The problem with high debts:

“It's sort of a catch-22. The Fed wants the economy to grow rapidly, certainly the Trump administration would like to see growth at 3-4% however, if that were to happen, then interest rates would probably rise and maybe substantially and that interest rate cost on top of that debt would put you right into slow growth. So having this much debt, it really is a very long workout. We've seen this in Japan when their debt got very high in the 1989 peak and they haven't been able to grow out of it yet. Another way we did it was during the Great Depression when people just defaulted and the debt went bad and you wiped it out that way; and then there's been other cases where we tried somewhat in the 2008-2009 period where debts were restructured and rewritten at lower interest rates or some was forgiven but, anyway, it's a difficult situation so I think that people are talking about growth being lower for longer is probably a good bet.”

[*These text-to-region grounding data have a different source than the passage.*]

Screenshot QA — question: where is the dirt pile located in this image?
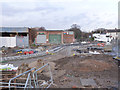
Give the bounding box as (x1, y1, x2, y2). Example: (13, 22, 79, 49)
(52, 54, 118, 88)
(29, 59, 44, 68)
(29, 59, 56, 75)
(71, 60, 112, 72)
(54, 55, 113, 72)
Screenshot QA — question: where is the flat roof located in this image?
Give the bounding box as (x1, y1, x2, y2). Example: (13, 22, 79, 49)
(106, 29, 120, 32)
(46, 30, 63, 31)
(36, 30, 64, 32)
(37, 30, 74, 32)
(0, 27, 29, 33)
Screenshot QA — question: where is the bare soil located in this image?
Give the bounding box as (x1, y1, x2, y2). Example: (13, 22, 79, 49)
(2, 46, 119, 89)
(48, 54, 118, 88)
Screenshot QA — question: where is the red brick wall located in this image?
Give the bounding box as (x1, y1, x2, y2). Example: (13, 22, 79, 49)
(63, 34, 74, 43)
(36, 31, 75, 44)
(29, 28, 37, 45)
(37, 31, 63, 44)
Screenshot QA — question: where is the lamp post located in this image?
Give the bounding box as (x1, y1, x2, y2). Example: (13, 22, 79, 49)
(116, 29, 119, 57)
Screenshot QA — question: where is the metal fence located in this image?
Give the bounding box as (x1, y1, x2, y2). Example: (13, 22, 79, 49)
(0, 63, 53, 89)
(33, 63, 53, 88)
(0, 68, 35, 89)
(1, 46, 64, 62)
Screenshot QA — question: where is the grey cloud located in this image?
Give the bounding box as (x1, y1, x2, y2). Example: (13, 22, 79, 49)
(2, 2, 64, 16)
(2, 3, 19, 16)
(54, 13, 88, 24)
(2, 0, 118, 31)
(106, 21, 113, 25)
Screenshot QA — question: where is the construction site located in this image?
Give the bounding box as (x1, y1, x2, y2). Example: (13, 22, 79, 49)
(1, 0, 120, 89)
(0, 42, 119, 89)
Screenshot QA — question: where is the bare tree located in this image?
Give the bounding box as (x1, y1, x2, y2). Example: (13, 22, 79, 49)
(71, 24, 81, 29)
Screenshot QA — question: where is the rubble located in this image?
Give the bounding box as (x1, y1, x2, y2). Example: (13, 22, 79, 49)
(80, 78, 97, 87)
(0, 64, 18, 71)
(89, 51, 100, 54)
(52, 54, 118, 88)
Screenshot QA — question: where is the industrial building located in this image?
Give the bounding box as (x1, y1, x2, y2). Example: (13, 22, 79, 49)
(29, 28, 75, 45)
(36, 30, 63, 44)
(0, 27, 29, 47)
(63, 31, 74, 43)
(92, 29, 120, 43)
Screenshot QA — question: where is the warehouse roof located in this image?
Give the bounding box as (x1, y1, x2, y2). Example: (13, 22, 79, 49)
(0, 27, 29, 33)
(106, 29, 120, 32)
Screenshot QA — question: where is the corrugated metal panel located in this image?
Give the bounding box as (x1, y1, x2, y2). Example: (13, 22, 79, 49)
(49, 34, 61, 44)
(0, 27, 28, 33)
(36, 35, 46, 43)
(0, 37, 16, 47)
(16, 36, 29, 47)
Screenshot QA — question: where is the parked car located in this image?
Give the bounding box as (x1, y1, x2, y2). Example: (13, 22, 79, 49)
(28, 50, 34, 54)
(22, 49, 37, 55)
(15, 49, 37, 55)
(16, 49, 23, 54)
(23, 51, 29, 55)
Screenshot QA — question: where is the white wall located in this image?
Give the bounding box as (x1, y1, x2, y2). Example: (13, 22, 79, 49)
(16, 35, 29, 47)
(93, 33, 111, 42)
(118, 33, 120, 39)
(0, 37, 16, 47)
(36, 35, 46, 44)
(106, 32, 117, 40)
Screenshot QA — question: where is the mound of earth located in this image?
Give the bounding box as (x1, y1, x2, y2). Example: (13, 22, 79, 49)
(54, 55, 113, 72)
(29, 59, 56, 73)
(68, 60, 112, 72)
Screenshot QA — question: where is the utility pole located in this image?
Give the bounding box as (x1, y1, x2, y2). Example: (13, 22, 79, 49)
(116, 29, 119, 57)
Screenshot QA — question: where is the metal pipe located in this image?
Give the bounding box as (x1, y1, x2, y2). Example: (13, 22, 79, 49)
(9, 68, 35, 89)
(0, 82, 29, 85)
(33, 63, 49, 88)
(33, 63, 54, 88)
(33, 63, 48, 73)
(24, 73, 30, 89)
(48, 64, 53, 83)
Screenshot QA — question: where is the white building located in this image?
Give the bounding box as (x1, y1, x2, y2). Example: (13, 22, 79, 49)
(0, 27, 29, 47)
(92, 29, 120, 43)
(93, 33, 111, 42)
(106, 30, 119, 40)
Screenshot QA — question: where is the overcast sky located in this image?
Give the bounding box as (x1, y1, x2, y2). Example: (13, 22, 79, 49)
(0, 0, 119, 32)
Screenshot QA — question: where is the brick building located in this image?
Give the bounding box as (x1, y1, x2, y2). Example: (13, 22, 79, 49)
(63, 31, 74, 43)
(29, 28, 74, 45)
(36, 30, 63, 44)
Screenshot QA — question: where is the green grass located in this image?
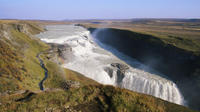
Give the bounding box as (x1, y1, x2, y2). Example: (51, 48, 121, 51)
(0, 22, 48, 92)
(0, 20, 197, 112)
(40, 52, 99, 89)
(64, 69, 99, 86)
(0, 20, 98, 92)
(43, 60, 66, 89)
(82, 20, 200, 110)
(81, 20, 200, 54)
(0, 85, 196, 112)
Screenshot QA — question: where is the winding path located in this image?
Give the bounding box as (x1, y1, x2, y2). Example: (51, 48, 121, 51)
(37, 52, 48, 91)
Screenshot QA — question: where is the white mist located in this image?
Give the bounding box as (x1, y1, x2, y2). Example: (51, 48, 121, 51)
(36, 25, 185, 105)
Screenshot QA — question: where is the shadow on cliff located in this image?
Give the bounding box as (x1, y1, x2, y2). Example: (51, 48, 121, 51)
(89, 27, 200, 110)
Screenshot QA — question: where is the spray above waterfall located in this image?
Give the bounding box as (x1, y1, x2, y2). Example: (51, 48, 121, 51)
(36, 25, 185, 105)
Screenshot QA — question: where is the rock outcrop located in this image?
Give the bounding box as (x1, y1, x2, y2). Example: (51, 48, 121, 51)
(57, 44, 72, 60)
(89, 27, 200, 110)
(104, 63, 129, 85)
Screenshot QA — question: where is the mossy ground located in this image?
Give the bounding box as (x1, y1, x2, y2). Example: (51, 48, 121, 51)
(0, 85, 196, 112)
(0, 21, 48, 92)
(0, 20, 197, 112)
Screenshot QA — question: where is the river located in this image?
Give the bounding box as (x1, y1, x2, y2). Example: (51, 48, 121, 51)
(36, 25, 185, 105)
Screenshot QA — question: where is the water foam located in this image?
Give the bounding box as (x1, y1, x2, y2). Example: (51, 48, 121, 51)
(36, 25, 185, 105)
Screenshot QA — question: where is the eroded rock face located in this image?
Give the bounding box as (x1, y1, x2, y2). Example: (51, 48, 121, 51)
(111, 63, 129, 84)
(46, 43, 74, 64)
(57, 44, 72, 60)
(104, 63, 129, 85)
(36, 25, 185, 107)
(111, 63, 129, 72)
(13, 24, 29, 34)
(0, 24, 15, 40)
(104, 67, 113, 78)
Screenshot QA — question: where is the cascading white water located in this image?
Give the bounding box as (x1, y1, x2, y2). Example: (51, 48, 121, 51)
(36, 25, 185, 105)
(121, 71, 183, 104)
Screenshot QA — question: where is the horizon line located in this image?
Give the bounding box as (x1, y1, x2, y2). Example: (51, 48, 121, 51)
(1, 17, 200, 21)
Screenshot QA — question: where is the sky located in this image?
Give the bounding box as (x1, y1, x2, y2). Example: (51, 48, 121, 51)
(0, 0, 200, 20)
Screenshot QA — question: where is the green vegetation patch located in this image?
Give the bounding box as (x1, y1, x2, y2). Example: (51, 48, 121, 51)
(0, 22, 48, 92)
(0, 85, 196, 112)
(0, 20, 197, 112)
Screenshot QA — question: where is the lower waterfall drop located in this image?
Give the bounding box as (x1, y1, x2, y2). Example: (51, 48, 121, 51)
(36, 24, 185, 106)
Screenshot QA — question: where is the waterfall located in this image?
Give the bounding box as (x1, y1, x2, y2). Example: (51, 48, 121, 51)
(36, 25, 185, 105)
(122, 71, 183, 104)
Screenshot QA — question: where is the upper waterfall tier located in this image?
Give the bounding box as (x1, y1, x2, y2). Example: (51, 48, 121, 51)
(36, 25, 185, 105)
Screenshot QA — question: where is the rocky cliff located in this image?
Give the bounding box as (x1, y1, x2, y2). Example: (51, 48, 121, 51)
(0, 20, 197, 112)
(88, 27, 200, 110)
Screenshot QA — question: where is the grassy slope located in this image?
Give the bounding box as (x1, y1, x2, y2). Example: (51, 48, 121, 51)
(81, 20, 200, 54)
(81, 21, 200, 110)
(0, 20, 197, 112)
(39, 51, 99, 89)
(0, 85, 196, 112)
(0, 20, 48, 92)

On interest rates and currency wars:

“We looked at interest rates in the US and we tried to come up with a model to show what drives those rates so we could have some sort of idea where interest rates were going and where fair value was and the number one factor that we found that correlated to rates was core inflation in the US. The second largest factor we found that determines our interest rates were German bond yields, which was very interesting. So, yes, [macro-economics]…is a big factor in that people can shift money from German bonds to US bonds or back and forth in a global marketplace, that's something we have to think about and this is true with trade flows as well. There are very heavy trade flows and we found in the past that sometimes countries will try to take advantage of that by lowering their currencies or raising their currencies and that can create quite a bit of havoc as well so I think currency wars are something that we have to watch for as well as risk managers.”

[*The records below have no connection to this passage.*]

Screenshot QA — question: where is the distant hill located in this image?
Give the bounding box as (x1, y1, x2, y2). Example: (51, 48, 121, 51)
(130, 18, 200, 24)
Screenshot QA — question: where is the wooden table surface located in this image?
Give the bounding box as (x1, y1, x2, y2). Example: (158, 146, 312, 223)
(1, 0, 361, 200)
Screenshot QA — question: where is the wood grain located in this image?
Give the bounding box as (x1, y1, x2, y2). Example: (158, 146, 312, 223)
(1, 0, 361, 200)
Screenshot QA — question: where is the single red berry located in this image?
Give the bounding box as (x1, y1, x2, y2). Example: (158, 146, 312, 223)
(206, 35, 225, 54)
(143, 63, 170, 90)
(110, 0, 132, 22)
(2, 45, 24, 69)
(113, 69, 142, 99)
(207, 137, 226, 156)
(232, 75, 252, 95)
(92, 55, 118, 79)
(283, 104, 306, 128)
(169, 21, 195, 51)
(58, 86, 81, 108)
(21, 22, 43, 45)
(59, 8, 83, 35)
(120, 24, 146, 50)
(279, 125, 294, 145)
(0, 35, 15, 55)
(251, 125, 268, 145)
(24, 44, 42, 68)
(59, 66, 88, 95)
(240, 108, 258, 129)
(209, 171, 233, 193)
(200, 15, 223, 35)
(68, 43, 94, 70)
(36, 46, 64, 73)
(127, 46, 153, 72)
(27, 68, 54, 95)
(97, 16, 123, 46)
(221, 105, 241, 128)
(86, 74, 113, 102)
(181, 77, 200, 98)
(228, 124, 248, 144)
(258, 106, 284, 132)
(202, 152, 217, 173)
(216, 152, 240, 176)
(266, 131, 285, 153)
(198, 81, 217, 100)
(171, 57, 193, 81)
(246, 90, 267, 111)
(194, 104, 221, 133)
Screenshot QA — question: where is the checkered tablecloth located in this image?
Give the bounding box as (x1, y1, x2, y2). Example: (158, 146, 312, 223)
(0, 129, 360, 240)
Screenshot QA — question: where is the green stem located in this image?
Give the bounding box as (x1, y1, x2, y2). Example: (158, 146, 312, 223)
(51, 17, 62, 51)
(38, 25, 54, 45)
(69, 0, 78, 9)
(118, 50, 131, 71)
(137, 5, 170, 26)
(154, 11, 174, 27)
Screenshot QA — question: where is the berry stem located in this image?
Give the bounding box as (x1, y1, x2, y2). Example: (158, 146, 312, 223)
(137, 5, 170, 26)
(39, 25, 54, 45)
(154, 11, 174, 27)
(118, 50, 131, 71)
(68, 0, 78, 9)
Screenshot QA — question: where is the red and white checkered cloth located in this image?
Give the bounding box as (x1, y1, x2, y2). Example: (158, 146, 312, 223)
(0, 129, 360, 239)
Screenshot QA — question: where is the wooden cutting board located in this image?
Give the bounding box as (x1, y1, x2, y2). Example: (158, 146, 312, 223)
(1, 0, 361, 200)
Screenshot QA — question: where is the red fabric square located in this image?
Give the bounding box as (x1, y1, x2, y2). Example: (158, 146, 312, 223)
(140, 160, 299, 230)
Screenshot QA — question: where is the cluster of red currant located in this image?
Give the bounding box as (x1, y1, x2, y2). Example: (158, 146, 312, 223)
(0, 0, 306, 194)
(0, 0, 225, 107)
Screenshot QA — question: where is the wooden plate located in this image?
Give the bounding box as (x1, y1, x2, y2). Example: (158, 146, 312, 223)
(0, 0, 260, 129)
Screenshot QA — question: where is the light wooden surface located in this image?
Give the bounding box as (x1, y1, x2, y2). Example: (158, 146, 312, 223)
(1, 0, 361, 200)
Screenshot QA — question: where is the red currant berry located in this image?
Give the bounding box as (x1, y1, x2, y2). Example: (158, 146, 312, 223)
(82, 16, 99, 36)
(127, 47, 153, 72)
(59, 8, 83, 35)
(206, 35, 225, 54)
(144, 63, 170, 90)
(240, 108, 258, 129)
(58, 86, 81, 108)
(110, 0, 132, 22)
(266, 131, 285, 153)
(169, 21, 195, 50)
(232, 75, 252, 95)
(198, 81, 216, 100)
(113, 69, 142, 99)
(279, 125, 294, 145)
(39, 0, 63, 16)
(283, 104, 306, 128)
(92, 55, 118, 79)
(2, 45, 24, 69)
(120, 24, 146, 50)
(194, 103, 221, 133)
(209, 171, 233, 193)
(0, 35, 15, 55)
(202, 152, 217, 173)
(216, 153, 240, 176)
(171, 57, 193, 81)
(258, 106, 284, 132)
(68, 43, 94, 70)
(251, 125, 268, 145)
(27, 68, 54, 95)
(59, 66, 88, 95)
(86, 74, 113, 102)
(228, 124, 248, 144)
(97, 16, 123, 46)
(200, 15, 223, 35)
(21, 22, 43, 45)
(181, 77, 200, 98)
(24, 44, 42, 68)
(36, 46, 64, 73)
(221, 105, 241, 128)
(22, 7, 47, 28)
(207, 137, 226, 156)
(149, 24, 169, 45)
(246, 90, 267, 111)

On managing risk in today’s environment:

“One of the things that we have suggested because we see somewhat better valuations overseas—this was certainly true at the beginning of the year—we suggested maybe somewhat less weighting on the US and somewhat more in other countries with better valuations. Another thing you can do is take some of the risk out of your portfolio by buying more value stocks with strong dividend yields. I think cash is a good alternative. I know they say that cash is trash but if you have a bear market it can give you the opportunity to buy stocks at very cheap levels. Finally, in my own dealings, I’m buying put options on the stock market right now where it's like an insurance premium that you can buy to protect yourself on the downside and [the cost of] these are at some of the lowest levels that they've been in in many years—the past 10 years so.”

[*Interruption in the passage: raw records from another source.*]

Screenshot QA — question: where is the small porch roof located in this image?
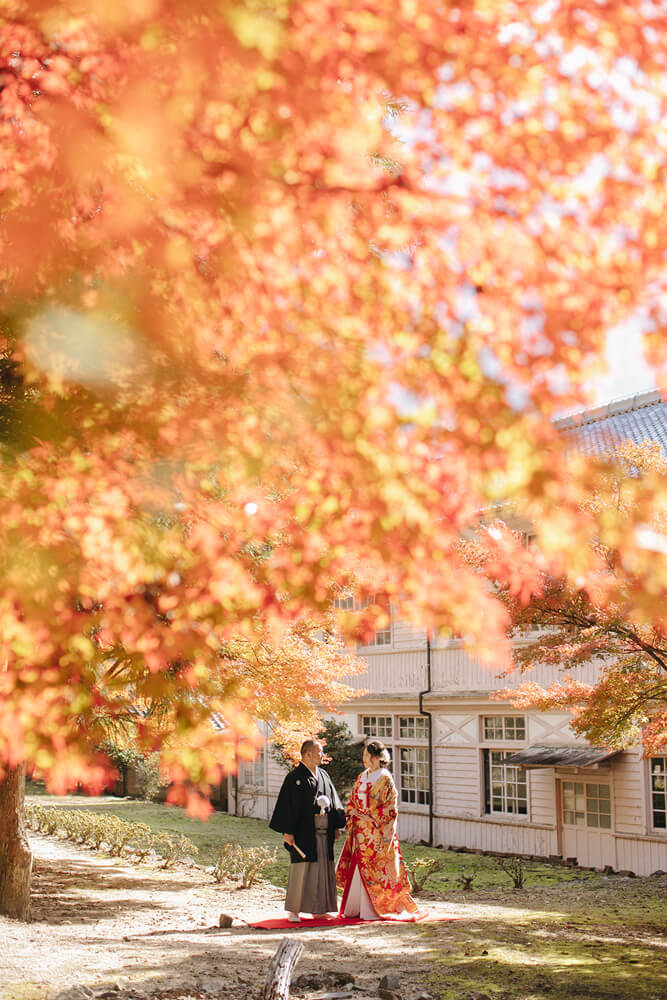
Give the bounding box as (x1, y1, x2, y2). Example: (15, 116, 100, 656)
(501, 745, 621, 768)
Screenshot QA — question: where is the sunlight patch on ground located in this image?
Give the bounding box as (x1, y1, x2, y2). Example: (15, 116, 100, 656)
(434, 902, 569, 922)
(480, 944, 591, 968)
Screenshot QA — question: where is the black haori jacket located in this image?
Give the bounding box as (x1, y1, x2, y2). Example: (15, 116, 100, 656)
(269, 763, 345, 863)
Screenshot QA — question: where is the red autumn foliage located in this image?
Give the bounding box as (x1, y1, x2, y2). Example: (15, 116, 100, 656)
(0, 2, 666, 799)
(467, 444, 667, 754)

On the danger of investing based on political beliefs:

“One book I wrote is called Being Right or Making Money and…I remember when Barack Obama was elected people said this should be a disaster for the United States because he's going to take us to socialism and ruin the capitalistic system and, therefore, they told me they are selling all their stocks and getting out of the market and that's the way they thought the world worked and that's the way it should be. Well, I know some other people that are of the left-wing persuasion and the day that Donald Trump was elected they said, in my gut I just know this is a disaster for the country and I want to short the market. People make their own reality. This is the way they see the world. It doesn't mean they're wrong; it's just not a good way to invest in the market. If you go back and look at various times, we've had horrendous bear markets under Democrats and we've had them under Republicans. Politics is just not a good way to approach the market and there are a lot of other things that people do where they look at the world and try to figure it out very rationally and then say that’s the way it should be and, it turns out, that's not the way it is. So, we said in Being Right or Making Money, yes, everybody wants to be right, everybody wants to figure it out but what we're going to do is try to stay in harmony with what is the reality at the time either bull market or bear market.”